Ms J Ntuli (ANC) noted that the real pricing of goods in large stores were the same.

Mr Summers said that the environment was very competitive, but not collusive. Sensationalism roused rumours of collusion; any poverty alleviation would please them as a company.

The reason for inflation was one of cause and effect, but that sensationalism prevented balanced rational reporting.

The Chair asked about the manipulation of prices. He asked for an opinion on regulations concerning expiry dates. He also asked why the price of maize meal had not dropped in shops.

Mr Summers said that his company prided itself on openness and full disclosure and was not involved in any form of price manipulation. He said that promoting a big sale on expired goods was a major risk for large stores and he welcomed open-date coding on items.

Regarding maize prices, Mr Summers said that maize was ordered three months in advance.
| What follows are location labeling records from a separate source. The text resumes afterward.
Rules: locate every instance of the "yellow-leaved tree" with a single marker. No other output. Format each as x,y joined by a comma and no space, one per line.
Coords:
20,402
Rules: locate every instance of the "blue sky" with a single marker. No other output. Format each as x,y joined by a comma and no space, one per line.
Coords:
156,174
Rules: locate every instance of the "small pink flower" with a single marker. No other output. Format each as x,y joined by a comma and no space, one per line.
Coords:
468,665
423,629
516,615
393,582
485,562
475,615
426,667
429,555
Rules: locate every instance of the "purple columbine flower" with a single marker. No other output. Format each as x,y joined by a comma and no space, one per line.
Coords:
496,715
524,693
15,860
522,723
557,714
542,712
Mass buying came with the increase in maize prices. It would be expensive for them to mark down to current prices.

The Chair called for an end to the abuse of systems and government intervention to avoid problems for retailers.

Congress of Traditional Leaders submission
The Chair introduced Prince Mopeli from the Congress of Traditional Leaders of South Africa (CONTRALESA). The Chief pointed out that up to 80% of the population lived on 13% of the land. Big companies exploited natural resources and local people do not benefit. The point of he Reconstruction and Development Programme (RDP) was biased towards rural development but results from this had yet to be seen. He felt that CONTRALESA should have been consulted as subsistence farming was the livelihood of many rural inhabitants and called for arable allotments, livestock and self-help schemes to promote development.

Prince Mopeli said that government should assist in conjunction with the Agricultural Research Council (ARC) and the National Agricultural Marketing Council (NAMC). He explained that housing subsidies were not of priority in rural areas.

Mr Farrow (DP) enquired about housing subsidies and why these could not be linked to land tenure as secured collateral for productivity.

A Member asked whether traditional authorities had devised means for future utilisation of natural resources to benefit communities.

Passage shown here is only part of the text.